One of Bogdanovich's subtle themes is the Mephistophelean yearning for greater knowledge, always reductively personal. His sociopathic mass murderer and elderly, reflective horror movie star were the first two examples. When Thompson speaks of the "funny thoughts" he's been having recently, the portal into his mind isn't the cliched quasi-psychological analysis that is often peddled in movies such as these. Bogdanovich keeps it simple. Thompson discovers his life is meaningless. The first person the Thompsons and Whitmans of the world usually despise is themselves. The grotesque statuary is not simply mirrored (which it also is), yet firstly and more importantly inverted. The epiphany that concludes the film rests somewhere between being colossally triumphant and ponderously doleful. And that is where Bogdanovich would find his characters resting at the conclusions of his films. Wistful but resiliently hopeful.
Targets deserves to be mentioned when the subject is films that concern themselves with the cinema's role in violence, and violence's role in the cinema. The climax of the picture almost spells it out, even if you are too involved to particularly care at the time. Thompson shoots through the back of a movie screen at unsuspecting drive-in patrons. This in the year of the assassinations (Martin Luther King, Jr. and Robert F. Kennedy). In the wake of others; five years after JFK's slaying.

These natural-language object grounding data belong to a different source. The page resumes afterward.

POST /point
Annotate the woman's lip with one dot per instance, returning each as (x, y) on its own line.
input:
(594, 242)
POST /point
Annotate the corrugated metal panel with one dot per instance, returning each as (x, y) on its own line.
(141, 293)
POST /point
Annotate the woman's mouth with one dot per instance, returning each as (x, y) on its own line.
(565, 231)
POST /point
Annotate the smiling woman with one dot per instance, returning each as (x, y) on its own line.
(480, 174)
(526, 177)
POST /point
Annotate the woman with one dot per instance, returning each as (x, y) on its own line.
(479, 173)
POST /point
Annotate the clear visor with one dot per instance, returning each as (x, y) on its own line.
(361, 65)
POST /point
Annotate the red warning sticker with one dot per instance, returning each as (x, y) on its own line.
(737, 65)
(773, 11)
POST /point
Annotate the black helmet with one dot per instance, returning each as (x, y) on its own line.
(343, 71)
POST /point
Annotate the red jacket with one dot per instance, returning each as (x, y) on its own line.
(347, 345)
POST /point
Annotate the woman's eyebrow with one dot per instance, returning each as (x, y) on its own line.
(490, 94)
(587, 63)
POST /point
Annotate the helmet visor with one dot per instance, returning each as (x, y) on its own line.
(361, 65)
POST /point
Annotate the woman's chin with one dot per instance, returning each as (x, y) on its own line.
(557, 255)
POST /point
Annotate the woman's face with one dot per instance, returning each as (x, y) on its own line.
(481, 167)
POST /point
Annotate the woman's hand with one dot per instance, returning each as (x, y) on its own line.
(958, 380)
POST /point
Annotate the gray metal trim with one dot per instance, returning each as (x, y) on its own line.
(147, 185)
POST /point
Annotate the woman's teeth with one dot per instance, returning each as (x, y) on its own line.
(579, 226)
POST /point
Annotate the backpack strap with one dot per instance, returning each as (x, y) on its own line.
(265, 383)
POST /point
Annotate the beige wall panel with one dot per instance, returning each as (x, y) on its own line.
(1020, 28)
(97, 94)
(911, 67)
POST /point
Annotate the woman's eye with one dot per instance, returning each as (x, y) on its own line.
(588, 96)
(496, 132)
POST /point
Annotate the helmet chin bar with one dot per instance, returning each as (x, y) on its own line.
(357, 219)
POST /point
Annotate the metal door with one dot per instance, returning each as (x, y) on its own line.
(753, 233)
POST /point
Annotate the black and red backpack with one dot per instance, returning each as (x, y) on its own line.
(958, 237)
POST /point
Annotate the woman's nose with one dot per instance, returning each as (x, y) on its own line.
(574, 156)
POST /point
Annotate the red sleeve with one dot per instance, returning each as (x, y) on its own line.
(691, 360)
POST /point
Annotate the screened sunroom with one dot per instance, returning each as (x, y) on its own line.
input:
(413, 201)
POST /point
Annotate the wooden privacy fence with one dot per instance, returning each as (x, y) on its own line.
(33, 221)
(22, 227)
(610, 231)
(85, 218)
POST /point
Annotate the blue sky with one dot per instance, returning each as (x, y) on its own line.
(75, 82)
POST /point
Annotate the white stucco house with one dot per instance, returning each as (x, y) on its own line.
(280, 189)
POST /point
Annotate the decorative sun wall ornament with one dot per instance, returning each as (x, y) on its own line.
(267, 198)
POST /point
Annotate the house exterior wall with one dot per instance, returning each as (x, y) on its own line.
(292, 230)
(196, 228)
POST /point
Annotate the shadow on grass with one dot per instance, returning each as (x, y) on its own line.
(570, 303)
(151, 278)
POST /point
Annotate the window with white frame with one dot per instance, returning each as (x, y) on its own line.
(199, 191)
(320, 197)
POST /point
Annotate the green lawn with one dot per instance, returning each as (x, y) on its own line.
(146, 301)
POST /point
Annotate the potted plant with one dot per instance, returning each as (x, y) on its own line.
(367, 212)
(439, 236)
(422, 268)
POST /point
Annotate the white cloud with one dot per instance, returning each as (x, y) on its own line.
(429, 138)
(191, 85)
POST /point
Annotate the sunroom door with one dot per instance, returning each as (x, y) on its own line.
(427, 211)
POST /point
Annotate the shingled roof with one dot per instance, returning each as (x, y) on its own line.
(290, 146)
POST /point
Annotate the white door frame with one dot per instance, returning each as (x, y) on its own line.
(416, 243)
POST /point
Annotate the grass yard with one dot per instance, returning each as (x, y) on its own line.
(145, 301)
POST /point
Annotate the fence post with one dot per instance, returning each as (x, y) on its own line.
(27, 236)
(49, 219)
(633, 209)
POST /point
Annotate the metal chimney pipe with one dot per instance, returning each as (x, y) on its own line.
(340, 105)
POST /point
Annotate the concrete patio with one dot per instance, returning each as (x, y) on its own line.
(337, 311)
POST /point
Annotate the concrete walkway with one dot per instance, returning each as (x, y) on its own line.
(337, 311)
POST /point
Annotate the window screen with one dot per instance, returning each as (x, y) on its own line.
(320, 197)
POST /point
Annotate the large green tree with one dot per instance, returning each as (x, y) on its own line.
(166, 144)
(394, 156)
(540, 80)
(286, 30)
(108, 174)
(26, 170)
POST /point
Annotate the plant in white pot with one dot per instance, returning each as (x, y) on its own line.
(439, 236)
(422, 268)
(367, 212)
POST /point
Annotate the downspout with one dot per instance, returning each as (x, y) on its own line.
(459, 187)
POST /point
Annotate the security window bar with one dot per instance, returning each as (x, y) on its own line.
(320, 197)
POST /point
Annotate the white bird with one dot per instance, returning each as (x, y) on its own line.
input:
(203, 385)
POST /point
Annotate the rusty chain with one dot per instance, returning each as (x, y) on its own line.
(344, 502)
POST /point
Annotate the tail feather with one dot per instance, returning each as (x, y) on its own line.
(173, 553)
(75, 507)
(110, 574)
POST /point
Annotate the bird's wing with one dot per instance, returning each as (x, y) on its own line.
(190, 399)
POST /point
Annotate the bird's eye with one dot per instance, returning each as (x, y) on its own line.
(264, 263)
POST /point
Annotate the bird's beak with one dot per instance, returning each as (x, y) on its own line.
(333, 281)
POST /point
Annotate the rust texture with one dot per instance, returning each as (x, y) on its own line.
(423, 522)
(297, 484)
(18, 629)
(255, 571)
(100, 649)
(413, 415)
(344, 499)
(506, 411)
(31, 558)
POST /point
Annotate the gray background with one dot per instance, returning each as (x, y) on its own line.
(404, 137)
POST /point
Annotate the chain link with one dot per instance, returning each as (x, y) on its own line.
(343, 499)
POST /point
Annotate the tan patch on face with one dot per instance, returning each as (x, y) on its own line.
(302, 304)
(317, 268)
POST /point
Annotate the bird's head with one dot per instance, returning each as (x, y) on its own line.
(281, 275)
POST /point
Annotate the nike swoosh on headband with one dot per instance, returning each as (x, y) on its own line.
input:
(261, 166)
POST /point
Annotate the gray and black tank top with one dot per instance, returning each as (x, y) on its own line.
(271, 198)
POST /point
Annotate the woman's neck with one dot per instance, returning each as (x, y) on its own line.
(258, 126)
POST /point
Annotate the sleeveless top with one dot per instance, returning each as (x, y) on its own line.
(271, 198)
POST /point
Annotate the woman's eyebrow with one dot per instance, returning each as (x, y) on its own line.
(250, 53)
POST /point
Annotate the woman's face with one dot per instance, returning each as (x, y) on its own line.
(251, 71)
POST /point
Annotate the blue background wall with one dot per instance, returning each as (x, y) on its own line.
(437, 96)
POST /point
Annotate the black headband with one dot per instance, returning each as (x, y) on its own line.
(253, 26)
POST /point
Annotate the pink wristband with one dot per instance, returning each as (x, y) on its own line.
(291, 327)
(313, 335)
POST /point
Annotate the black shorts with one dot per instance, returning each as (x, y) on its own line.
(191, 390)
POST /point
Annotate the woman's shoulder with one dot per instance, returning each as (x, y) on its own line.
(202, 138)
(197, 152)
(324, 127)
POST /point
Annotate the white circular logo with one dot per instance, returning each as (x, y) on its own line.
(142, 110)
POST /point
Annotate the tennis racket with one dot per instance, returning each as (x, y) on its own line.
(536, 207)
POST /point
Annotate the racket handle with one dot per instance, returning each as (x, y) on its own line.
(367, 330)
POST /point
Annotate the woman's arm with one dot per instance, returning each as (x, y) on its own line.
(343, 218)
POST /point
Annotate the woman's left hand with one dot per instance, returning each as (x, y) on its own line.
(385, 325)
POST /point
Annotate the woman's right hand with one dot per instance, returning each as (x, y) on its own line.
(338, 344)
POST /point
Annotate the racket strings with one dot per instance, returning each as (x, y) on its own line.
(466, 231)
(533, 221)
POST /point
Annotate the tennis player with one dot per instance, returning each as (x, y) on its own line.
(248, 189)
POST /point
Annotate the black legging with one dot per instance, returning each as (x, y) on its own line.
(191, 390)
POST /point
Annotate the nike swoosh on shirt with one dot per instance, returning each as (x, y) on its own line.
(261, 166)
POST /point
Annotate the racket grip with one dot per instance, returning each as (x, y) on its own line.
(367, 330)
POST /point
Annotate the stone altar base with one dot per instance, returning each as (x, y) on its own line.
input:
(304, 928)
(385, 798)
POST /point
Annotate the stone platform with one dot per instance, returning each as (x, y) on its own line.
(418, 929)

Cinema has certainly become its own recording device of times, events, cultural memories and the explosiveness of violence, like one massive, opaque parallel history with a more seductive veneer. Films like Rear Window and Taxi Driver, Peeping Tom and The Bride Wore Black, Psycho and Minority Report fundamentally operate as films within films: because in each case, the audience is given the role of the spectator, and the spectator in any film like these is some kind of victim. Targets almost gives the game away--perhaps it does--but how ironic that the first film by the great custodian of the American cinematic tradition feels positively postmodern.